September 2018 Dental Newsletter

September 2018 Dental Newsletter

Smoking At The Cost Of Oral Health

Everyone knows smoking is harmful to the body and a person’s health. Despite all the known health risks, it is a notoriously hard habit to break. Many smokers struggle for years to quit and deal with the side effects and declining health while continuing to smoke. Cigarette smoking is the leading cause of lung cancer, and can also cause cancer anywhere in the body. It is bad for your health in numerous ways, but there are things about this habit that are particularly detrimental to your mouth and teeth. You can quit now to improve your health and save your teeth!

Smoking And The Mouth

Most noticeably, smoking affects the appearance of your smile. The nicotine in cigarette smoke stains teeth a yellow color and will dull any smile. A typical smoker’s mouth is full of stained teeth and emits bad, stale breath. Smoking will slow saliva flow and cause dry mouth, dulling the senses of taste and smell due to damage to the taste buds.
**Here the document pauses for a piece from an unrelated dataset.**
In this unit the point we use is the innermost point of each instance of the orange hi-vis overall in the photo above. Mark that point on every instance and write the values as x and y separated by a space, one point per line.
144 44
This can lead to other issues when smokers add more salt and sugar to food or use sugary gum and lozenges to encourage saliva production. The more frequently you have a cigarette and the longer you smoke, the more likely you are to develop oral cancer or gum disease. Advanced gum disease in smokers means bone deterioration in the jaw, which leads to tooth loss and makes replacing teeth with implants difficult.

Smoking And Oral Surgery

Another way smoking is particularly harmful to the mouth is when a patient needs an extraction or procedure. Smoking after a tooth extraction or gum procedure is dangerous because the sucking action used to inhale a cigarette can dislodge a blood clot at the surgery site. This creates what is called a dry socket, which is at serious risk for infection and can cause intense pain. Smoking also causes blood vessels to shrink, so they deliver less oxygen and fewer nutrients to the wound area and it slows the healing process. After any extraction or gum procedure, you should avoid smoking for as long as you can. Even if you aren’t able to quit yet, you should wait at least five days to significantly decrease these risks.

You Can Stop Now!

Some long-term smokers, even when dealing with the unfortunate effects, develop the opinion that the damage smoking is doing to their body has been done and these changes are permanent. The truth is that whenever a person quits smoking the body starts recovering. Even cutting down on smoking can significantly reduce health risks. Once a person has 11 years of not smoking behind them, they can bring their mouth and gums back to a point where they are no more likely to develop gum disease than someone who has never smoked!